12 August 2004 | New York Times
by EDMUND L. ANDREWS
WASHINGTON – Fully one-third of President Bush’s tax cuts in the last three years have gone to people with the top 1 percent of income, who have earned an average of $1.2 million annually, according to a report by the nonpartisan Congressional Budget Office to be published Friday.
The report calculated that households with incomes in that top 1 percent were receiving an average tax cut of $78,460 this year, while households in the middle 20 percent of earnings – averaging about $57,000 a year – were getting an average cut of only $1,090.
The new estimates confirm what independent tax analysts have long said: that Mr. Bush’s tax cuts have been heavily skewed to the very wealthiest taxpayers. Those are also the people, however, who pay a disproportionate share of federal income taxes.
The calculations, which were requested by Congressional Democrats, are all but certain to intensify a central debate between Mr. Bush and Senator John F. Kerry, the Democratic presidential nominee.
Mr. Bush has argued that the tax cuts provided crucial support to the economy at a time when it was mired in a recession and reeling from the effects of a stock market collapse, terrorist attacks and corporate scandals.

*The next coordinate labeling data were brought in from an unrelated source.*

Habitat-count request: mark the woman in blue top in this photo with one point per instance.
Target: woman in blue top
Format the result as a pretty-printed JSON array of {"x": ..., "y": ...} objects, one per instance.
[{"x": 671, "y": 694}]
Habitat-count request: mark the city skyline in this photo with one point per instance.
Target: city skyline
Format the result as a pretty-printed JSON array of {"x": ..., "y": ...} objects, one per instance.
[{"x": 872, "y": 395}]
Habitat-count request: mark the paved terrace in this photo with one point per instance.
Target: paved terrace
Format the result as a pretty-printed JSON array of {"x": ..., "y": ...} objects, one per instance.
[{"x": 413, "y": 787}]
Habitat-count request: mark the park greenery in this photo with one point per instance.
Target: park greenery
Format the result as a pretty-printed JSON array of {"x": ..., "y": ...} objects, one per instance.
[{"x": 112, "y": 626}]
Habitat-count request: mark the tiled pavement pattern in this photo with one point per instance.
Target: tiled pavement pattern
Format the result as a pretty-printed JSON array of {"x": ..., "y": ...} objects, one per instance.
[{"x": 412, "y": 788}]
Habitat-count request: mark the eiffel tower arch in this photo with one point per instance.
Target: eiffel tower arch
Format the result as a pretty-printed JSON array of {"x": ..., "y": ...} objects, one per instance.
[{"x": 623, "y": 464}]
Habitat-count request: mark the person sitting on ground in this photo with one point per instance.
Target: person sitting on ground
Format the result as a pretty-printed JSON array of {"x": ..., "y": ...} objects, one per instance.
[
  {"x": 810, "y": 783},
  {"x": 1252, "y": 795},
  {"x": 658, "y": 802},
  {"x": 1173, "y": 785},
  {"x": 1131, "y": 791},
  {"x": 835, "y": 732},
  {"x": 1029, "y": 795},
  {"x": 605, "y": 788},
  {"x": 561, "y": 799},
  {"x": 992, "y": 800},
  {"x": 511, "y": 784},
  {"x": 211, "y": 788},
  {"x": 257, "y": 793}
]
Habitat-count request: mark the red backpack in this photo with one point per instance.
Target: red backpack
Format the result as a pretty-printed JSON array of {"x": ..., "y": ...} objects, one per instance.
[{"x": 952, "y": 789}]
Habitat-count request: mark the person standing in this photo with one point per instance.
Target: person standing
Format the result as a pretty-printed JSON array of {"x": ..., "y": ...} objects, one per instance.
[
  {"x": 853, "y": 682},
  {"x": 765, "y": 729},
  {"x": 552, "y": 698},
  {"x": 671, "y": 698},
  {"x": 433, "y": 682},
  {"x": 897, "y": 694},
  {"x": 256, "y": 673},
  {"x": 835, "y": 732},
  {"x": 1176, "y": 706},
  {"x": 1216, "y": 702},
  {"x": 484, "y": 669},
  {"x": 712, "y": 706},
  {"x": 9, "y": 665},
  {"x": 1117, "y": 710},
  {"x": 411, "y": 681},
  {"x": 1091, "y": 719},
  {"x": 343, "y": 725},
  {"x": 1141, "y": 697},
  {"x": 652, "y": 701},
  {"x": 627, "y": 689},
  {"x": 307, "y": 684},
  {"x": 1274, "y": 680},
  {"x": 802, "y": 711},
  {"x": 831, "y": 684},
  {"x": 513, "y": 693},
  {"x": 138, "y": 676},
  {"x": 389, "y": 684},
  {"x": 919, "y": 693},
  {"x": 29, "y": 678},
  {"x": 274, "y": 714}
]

Mr. Kerry has argued that the cuts were tilted so much in favor of the wealthy that they provided relatively little stimulus to the economy and set the stage for record budget deficits. Since 2001, the federal budget has deteriorated from a surplus of more than $100 billion to a deficit expected to exceed $400 billion in 2004.
Mr. Bush’s top economic priority has been to make his tax cuts permanent, rather than letting them expire at the end of this decade as they would under current law. Mr. Kerry would seek to roll back the tax cuts for households with incomes above $200,000 a year, a move his campaign estimates would save $860 billion over 10 years, and use that money in large part to pay for a vast new national health care plan.
According to the new report from the Congressional Budget Office, about two-thirds of the benefits from the tax cuts, enacted in 2001 and 2003, went to households in the top fifth of earnings, with an average income of $203,740.
But the report also gave Republicans support for their contention that tax reduction had brought some benefit to people in almost all income categories. People with the bottom fifth of income, for example, averaging earnings of only $16,620, saw their effective tax rate drop to 5.2 percent from 6.7. Yet because lower- and many middle-income families had been paying very little federal income tax in the first place, those in that bottom fifth of earnings received an average tax cut of only $250.
“It doesn’t matter who you are, the report shows that you are better off now than you were before the tax cuts,” said a House Republican aide. “It’s showing that everybody’s tax burden has gone down as a result of the tax cuts.”
The tax cuts of 2001 and 2003 reduced tax rates for people in all income brackets. But they had a disproportionate effect on people at the very highest income levels because they had already been paying a disproportionate share of total federal taxes and in part because stock dividends got a special lower rate.
People in the very top income categories fared better by almost any measure, according to the report. The average after-tax income for people in the top 1 percent of income earners climbed 10.1 percent, while that of those in the middle 20 percent climbed 2.3 percent, and that of those in the bottom fifth only 1.6 percent.
Put another way, people with the top 1 percent of income saw their share of the tax burden drop to 20.1 percent after the tax cuts from 21.9 percent under the old law.
William G. Gale, a longtime tax analyst at the Brookings Institution, said the new Congressional report was consistent with his own calculations on the distribution of benefits from Mr. Bush’s tax cuts.
“It’s not just that lower-income people are getting smaller benefits,” Dr. Gale said. “It’s also that these tax cuts will eventually have to be paid for with either spending cuts or tax increases, and those are likely to be less progressive than the taxes they are paying now.”